The Agony and the Ecstasy of Steve Jobs
February 10, 2013  //  By:   //  Plays, Reviews  //  Comments are off

Rating [rating=3]

Reviewed by Tony Peters

After sitting through Edward Fromson’s performance of Mike Daisy’s monologue, the routine pre-show request to turn off mobile phones had an unexpected resonance and felt rather like a call to arms.

The piece, which focuses on the dubious practices of computer and uber-desirable gadget manufacturer, Apple, immediately attracted controversy when it was first performed in 2010, resulting in the author being forced to cut around five minutes of contentious material. So what we have here is “Version 2.0”, but the content is no less potent.

Lasting around 80 minutes without an interval, it tells us that behind Apple boss Steve Jobs’ chummy techno geek persona lay a man who was something of a megalomaniac and a supreme manipulator of his staff — no big surprises there.
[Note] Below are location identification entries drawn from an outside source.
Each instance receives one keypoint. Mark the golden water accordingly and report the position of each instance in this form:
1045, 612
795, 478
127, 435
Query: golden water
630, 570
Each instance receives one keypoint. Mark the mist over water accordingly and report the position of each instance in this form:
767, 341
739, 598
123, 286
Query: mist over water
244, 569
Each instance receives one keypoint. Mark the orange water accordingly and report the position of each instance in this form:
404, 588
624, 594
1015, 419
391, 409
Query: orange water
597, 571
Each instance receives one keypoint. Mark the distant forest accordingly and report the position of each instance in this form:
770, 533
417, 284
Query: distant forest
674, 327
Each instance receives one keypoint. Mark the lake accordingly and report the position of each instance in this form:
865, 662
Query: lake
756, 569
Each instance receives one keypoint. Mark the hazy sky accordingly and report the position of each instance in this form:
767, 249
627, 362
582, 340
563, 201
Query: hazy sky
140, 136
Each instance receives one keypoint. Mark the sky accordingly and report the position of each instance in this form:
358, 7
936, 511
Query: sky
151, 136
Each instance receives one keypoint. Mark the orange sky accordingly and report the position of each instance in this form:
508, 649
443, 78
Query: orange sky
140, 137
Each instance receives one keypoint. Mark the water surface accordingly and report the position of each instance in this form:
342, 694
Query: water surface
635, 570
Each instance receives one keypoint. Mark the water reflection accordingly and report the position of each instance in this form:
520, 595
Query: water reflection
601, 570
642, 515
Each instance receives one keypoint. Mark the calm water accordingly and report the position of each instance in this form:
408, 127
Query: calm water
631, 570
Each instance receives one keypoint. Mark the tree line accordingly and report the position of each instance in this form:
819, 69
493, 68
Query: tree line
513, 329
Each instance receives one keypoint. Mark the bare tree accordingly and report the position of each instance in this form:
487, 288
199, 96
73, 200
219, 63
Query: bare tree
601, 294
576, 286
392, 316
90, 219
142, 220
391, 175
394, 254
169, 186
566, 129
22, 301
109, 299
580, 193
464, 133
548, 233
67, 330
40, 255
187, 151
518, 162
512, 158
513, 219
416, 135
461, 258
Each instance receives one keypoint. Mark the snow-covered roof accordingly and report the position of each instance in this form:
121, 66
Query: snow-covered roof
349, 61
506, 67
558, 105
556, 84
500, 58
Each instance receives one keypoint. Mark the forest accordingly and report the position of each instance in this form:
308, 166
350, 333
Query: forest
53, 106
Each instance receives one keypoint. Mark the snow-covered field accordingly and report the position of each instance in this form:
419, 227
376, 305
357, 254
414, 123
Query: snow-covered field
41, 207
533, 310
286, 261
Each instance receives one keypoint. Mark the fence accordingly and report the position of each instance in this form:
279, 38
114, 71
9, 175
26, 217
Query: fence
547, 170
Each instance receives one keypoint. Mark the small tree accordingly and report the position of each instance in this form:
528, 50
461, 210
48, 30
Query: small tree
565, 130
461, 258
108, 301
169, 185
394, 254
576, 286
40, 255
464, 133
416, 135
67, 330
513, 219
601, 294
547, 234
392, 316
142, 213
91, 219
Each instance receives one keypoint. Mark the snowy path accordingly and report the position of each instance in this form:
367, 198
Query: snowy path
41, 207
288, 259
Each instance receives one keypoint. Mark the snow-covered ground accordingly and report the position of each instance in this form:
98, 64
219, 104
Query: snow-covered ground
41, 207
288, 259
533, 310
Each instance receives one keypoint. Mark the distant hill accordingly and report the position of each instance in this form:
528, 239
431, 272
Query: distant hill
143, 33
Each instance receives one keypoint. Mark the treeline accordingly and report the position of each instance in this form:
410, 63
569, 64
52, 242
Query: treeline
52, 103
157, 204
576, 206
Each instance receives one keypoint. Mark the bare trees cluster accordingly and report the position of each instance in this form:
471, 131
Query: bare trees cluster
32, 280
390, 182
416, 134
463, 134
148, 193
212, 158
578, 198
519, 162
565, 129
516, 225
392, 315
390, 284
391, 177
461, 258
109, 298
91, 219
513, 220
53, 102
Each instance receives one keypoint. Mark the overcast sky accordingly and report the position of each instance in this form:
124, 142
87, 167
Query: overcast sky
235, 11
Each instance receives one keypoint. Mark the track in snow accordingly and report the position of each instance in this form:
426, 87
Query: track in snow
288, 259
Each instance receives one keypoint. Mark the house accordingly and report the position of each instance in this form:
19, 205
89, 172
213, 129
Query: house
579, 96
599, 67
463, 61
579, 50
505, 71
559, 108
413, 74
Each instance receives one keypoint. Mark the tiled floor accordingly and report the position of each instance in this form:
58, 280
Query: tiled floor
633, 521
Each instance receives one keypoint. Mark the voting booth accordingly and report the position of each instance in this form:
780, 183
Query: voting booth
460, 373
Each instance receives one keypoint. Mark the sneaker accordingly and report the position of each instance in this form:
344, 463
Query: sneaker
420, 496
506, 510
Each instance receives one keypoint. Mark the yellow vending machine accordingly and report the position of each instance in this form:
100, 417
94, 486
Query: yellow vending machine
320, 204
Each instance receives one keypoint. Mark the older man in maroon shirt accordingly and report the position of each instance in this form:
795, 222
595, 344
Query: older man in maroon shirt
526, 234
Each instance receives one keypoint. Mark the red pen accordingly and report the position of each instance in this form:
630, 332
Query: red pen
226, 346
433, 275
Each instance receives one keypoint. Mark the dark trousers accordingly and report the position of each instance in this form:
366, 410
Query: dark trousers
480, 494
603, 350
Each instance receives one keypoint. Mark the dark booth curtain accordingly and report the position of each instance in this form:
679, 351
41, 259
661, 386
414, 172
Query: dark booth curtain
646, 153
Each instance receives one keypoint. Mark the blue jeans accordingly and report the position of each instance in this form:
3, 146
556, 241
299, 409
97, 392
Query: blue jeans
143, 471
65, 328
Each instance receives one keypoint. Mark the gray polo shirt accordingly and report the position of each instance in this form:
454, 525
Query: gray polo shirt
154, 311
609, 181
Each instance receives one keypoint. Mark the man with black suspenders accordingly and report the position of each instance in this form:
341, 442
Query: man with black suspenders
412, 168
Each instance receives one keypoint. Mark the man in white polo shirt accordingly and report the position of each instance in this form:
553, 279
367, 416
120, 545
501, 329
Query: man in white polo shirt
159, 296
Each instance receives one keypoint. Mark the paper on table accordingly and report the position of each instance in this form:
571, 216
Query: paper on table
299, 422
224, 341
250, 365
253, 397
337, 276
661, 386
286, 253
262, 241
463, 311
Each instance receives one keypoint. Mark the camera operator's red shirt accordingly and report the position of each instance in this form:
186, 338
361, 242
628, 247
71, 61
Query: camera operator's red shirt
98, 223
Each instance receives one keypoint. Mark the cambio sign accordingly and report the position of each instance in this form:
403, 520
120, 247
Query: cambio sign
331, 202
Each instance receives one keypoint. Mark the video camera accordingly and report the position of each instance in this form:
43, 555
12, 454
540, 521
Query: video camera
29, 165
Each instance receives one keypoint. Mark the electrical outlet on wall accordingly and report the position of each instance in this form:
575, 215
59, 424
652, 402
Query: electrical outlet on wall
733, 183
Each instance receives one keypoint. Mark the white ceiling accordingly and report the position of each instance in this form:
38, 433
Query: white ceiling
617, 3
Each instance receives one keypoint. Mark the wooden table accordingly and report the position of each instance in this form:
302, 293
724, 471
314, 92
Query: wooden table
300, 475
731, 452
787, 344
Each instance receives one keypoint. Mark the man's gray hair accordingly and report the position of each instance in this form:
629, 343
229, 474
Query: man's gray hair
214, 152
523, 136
But Daisy really grabs our attention with revelations about worker conditions in the massive Foxconn factory in China where the hardware is produced — a Draconian disciplinary system and unworkable shift patterns that has driven staff to suicide.

There are some moments of humour amid the gloom — anyone who has sat through an interminable office meeting will empathise with the section on the dreaded Powerpoint presentation — and it says much for Fromson’s engaging performance that he managed to hold the attention and raise a smile when I began to feel I was on the receiving end of a right old hectoring.

This is a subject that Daisy rightly feels strongly about — to the extent that he has made the work available royalty free to be performed by anyone willing to spread the word — and the content is certainly thought provoking. But I have my doubts about whether enough people will be prepared to abandon Apple products and jump off the merry-go-round of must-have system upgrades for any protest to make a difference.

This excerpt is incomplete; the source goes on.